Hypersound is a new kind of speaker system invented by actual wizards, that uses magic to create a sound that can only be heard when standing in one spot in the room. Take a few steps to the side and the sound vanishes entirely. Stick your head back into the invisible audio bubble and you'll feel like a ghost has slipped a spectral surround sound headset over your ears.
It's the uncanny thing, a kind of sound that's entirely counter-intuitive and in abject defiance of any understanding of how a speaker system should work. Instead of sounds coming out of a box and travelling across the room to your ears, they spring forth from a spooky spot of seemingly haunted air.
The technology on which Hypersound is based was created decades ago by serial inventor (and not an actual wizard) Woody Norris, and its applications vary hugely. For example, the speakers are already being used in stores in the US to advertise Call of Duty solely to any person standing in front of a cardboard cutout of Kevin Spacey, much to the relief of store staff who no longer have to hear the same ten seconds of audio repeated a thousand times during their nine to five shifts.
Hypersound is commercially focused on assisting those with hearing loss.

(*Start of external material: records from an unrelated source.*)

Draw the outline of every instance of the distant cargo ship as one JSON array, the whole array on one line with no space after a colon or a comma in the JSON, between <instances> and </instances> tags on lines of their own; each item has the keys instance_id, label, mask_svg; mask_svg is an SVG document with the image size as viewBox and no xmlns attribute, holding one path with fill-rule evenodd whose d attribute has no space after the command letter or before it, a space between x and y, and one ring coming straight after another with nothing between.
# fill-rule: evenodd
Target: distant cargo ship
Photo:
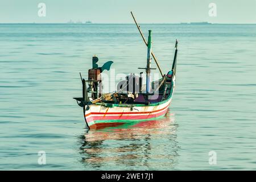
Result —
<instances>
[{"instance_id":1,"label":"distant cargo ship","mask_svg":"<svg viewBox=\"0 0 256 182\"><path fill-rule=\"evenodd\" d=\"M212 24L210 23L207 22L191 22L190 23L191 24Z\"/></svg>"},{"instance_id":2,"label":"distant cargo ship","mask_svg":"<svg viewBox=\"0 0 256 182\"><path fill-rule=\"evenodd\" d=\"M75 23L72 20L70 20L69 22L67 22L67 23Z\"/></svg>"}]
</instances>

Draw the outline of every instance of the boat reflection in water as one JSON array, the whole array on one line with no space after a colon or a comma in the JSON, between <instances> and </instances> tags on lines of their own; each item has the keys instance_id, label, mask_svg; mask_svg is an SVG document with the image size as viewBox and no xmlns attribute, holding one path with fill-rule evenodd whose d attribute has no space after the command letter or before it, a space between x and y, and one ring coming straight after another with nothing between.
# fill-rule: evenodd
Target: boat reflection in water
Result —
<instances>
[{"instance_id":1,"label":"boat reflection in water","mask_svg":"<svg viewBox=\"0 0 256 182\"><path fill-rule=\"evenodd\" d=\"M79 137L81 162L92 170L174 169L177 127L168 110L156 120L89 130Z\"/></svg>"}]
</instances>

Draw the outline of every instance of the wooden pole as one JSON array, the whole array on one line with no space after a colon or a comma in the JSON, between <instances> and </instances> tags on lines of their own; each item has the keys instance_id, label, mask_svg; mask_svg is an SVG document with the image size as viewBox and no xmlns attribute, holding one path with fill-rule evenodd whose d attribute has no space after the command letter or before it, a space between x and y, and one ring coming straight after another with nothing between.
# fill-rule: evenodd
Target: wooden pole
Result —
<instances>
[{"instance_id":1,"label":"wooden pole","mask_svg":"<svg viewBox=\"0 0 256 182\"><path fill-rule=\"evenodd\" d=\"M135 19L134 16L133 15L133 12L131 11L131 16L133 16L133 18L134 20L134 22L136 24L136 26L137 26L138 29L139 30L139 33L141 34L141 36L142 37L142 39L143 39L144 42L146 44L146 46L147 46L147 42L146 40L145 37L143 35L143 34L142 33L142 32L141 31L141 27L138 24L137 22L136 21L136 19ZM155 56L155 55L154 54L153 52L151 52L151 55L152 56L153 56L154 59L155 60L155 62L156 64L156 65L158 66L158 69L160 71L160 73L161 73L162 77L163 77L164 75L161 71L161 69L160 68L160 66L159 64L158 64L158 60L156 59L156 58Z\"/></svg>"}]
</instances>

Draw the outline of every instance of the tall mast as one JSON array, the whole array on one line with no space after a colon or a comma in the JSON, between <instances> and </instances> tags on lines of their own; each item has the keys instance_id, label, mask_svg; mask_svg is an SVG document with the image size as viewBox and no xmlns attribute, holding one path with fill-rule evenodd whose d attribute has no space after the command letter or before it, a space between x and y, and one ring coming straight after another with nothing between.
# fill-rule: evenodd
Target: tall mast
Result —
<instances>
[{"instance_id":1,"label":"tall mast","mask_svg":"<svg viewBox=\"0 0 256 182\"><path fill-rule=\"evenodd\" d=\"M151 90L151 30L148 30L147 40L147 59L146 72L147 73L146 93L148 94Z\"/></svg>"}]
</instances>

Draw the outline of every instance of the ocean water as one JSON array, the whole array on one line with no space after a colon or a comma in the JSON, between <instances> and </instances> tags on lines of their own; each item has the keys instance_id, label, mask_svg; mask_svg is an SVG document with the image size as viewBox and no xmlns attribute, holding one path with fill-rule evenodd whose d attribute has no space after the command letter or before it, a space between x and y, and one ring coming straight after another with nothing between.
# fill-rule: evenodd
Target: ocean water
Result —
<instances>
[{"instance_id":1,"label":"ocean water","mask_svg":"<svg viewBox=\"0 0 256 182\"><path fill-rule=\"evenodd\" d=\"M79 73L86 76L94 54L100 65L114 62L112 83L140 72L147 50L135 26L0 24L1 170L256 169L256 25L141 28L146 37L152 30L164 73L179 42L167 115L88 131L72 99Z\"/></svg>"}]
</instances>

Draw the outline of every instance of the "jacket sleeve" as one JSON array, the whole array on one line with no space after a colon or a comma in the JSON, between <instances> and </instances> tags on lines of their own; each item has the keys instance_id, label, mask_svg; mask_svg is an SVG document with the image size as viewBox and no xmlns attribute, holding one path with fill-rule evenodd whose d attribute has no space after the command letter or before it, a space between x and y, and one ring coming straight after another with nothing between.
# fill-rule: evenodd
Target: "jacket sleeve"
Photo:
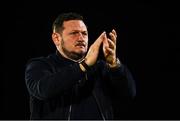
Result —
<instances>
[{"instance_id":1,"label":"jacket sleeve","mask_svg":"<svg viewBox=\"0 0 180 121\"><path fill-rule=\"evenodd\" d=\"M78 63L64 66L53 73L50 65L36 60L28 63L25 69L25 81L30 95L41 100L68 92L82 76Z\"/></svg>"}]
</instances>

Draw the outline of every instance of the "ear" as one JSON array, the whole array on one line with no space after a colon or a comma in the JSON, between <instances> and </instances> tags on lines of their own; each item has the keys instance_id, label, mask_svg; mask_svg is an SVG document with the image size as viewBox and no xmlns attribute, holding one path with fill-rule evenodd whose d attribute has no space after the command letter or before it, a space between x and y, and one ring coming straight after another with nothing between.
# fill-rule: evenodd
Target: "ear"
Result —
<instances>
[{"instance_id":1,"label":"ear","mask_svg":"<svg viewBox=\"0 0 180 121\"><path fill-rule=\"evenodd\" d=\"M56 32L53 32L52 33L52 40L53 40L54 44L56 46L58 46L60 44L60 41L61 41L61 35L56 33Z\"/></svg>"}]
</instances>

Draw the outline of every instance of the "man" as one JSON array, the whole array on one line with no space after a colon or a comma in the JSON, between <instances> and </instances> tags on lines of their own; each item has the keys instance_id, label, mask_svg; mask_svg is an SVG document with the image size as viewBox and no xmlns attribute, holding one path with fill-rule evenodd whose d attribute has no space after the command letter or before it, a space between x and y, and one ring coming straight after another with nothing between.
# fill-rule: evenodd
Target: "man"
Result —
<instances>
[{"instance_id":1,"label":"man","mask_svg":"<svg viewBox=\"0 0 180 121\"><path fill-rule=\"evenodd\" d=\"M132 75L116 57L117 33L112 30L109 35L101 33L88 49L81 15L63 13L56 18L56 53L31 59L25 70L31 119L113 119L113 95L135 96ZM97 60L101 45L105 60ZM115 88L122 92L113 92Z\"/></svg>"}]
</instances>

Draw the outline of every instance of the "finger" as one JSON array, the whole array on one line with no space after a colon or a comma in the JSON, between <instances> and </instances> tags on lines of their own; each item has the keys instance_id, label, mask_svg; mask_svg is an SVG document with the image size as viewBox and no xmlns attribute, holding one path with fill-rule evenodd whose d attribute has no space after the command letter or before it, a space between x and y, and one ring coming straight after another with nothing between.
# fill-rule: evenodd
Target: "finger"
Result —
<instances>
[{"instance_id":1,"label":"finger","mask_svg":"<svg viewBox=\"0 0 180 121\"><path fill-rule=\"evenodd\" d=\"M107 55L113 55L114 54L114 50L113 49L111 49L111 48L106 48L106 54Z\"/></svg>"},{"instance_id":2,"label":"finger","mask_svg":"<svg viewBox=\"0 0 180 121\"><path fill-rule=\"evenodd\" d=\"M112 41L116 44L116 35L113 32L110 32L109 36L111 37Z\"/></svg>"},{"instance_id":3,"label":"finger","mask_svg":"<svg viewBox=\"0 0 180 121\"><path fill-rule=\"evenodd\" d=\"M108 39L108 44L109 44L109 48L115 49L116 45L111 39Z\"/></svg>"},{"instance_id":4,"label":"finger","mask_svg":"<svg viewBox=\"0 0 180 121\"><path fill-rule=\"evenodd\" d=\"M117 37L117 33L116 33L115 29L112 30L112 33L115 35L115 37Z\"/></svg>"},{"instance_id":5,"label":"finger","mask_svg":"<svg viewBox=\"0 0 180 121\"><path fill-rule=\"evenodd\" d=\"M101 35L98 37L98 39L94 42L96 46L100 46L102 41L106 39L106 32L101 33Z\"/></svg>"}]
</instances>

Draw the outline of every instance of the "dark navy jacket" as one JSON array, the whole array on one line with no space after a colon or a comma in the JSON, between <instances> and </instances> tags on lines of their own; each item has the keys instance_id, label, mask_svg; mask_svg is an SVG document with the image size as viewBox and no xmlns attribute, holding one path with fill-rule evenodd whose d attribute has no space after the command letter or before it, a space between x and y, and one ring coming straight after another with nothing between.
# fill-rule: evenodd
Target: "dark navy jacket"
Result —
<instances>
[{"instance_id":1,"label":"dark navy jacket","mask_svg":"<svg viewBox=\"0 0 180 121\"><path fill-rule=\"evenodd\" d=\"M135 82L125 65L98 60L86 73L57 51L31 59L25 69L31 119L113 119L112 99L133 99ZM95 108L95 109L94 109Z\"/></svg>"}]
</instances>

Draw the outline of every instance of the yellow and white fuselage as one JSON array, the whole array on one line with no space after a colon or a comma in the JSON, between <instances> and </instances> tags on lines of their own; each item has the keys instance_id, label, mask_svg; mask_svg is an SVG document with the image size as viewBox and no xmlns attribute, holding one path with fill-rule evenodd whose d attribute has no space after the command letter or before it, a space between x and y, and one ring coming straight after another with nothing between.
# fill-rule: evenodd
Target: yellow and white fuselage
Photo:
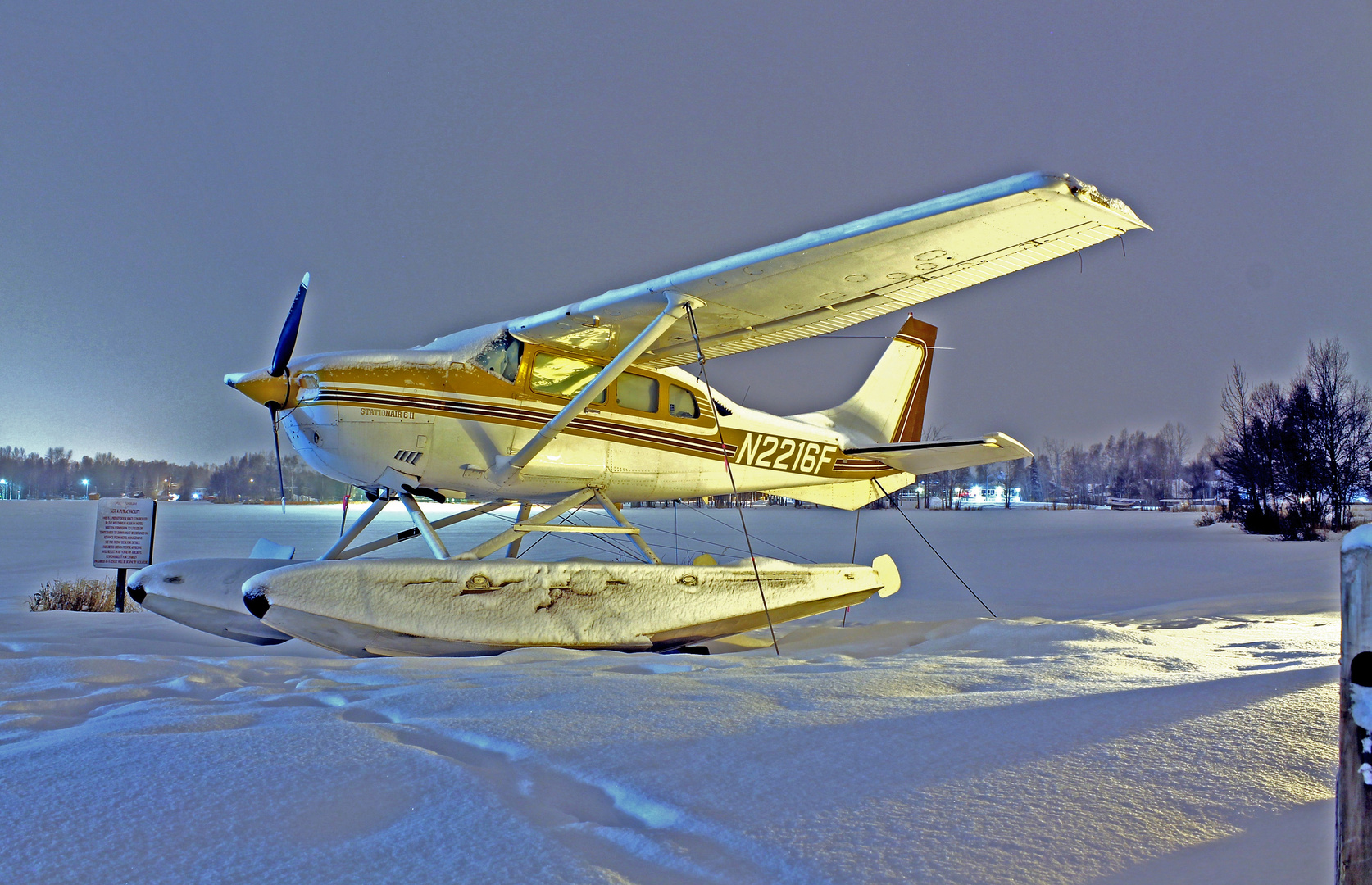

Hypersound can create an area of the room in which, for example, an entertainment system's volume is doubled, allowing those with and without hearing loss to watch and listen together without the use of a more personal and less reliable hearing aid appliance.
That's why Hypersound is to be sold into private, high street audiologists. Hearing loss is increasingly prevalent among younger men and women, and solutions like these physics-defying speakers can present a less intrusive and slightly cooler solution than the current alternatives.
The speakers themselves come as a set of two emitters and an amplifier. The emitters resemble a pair of A4 sized mirrors and work by creating an ultrasonic carrier signal at 44 kilohertz — way beyond the hearing ability of even the cleverest dogs — that can be directed into a straight beam. This invisible, inaudible tube of primed air is ready to have a source signal modulated on top of it. As the source signal comes off the face of the emitter, it travels through the ultrasonic carrier signal and becomes audible at a distance four to six inches from the speaker's surface. The sound then continues down this long, narrow beam.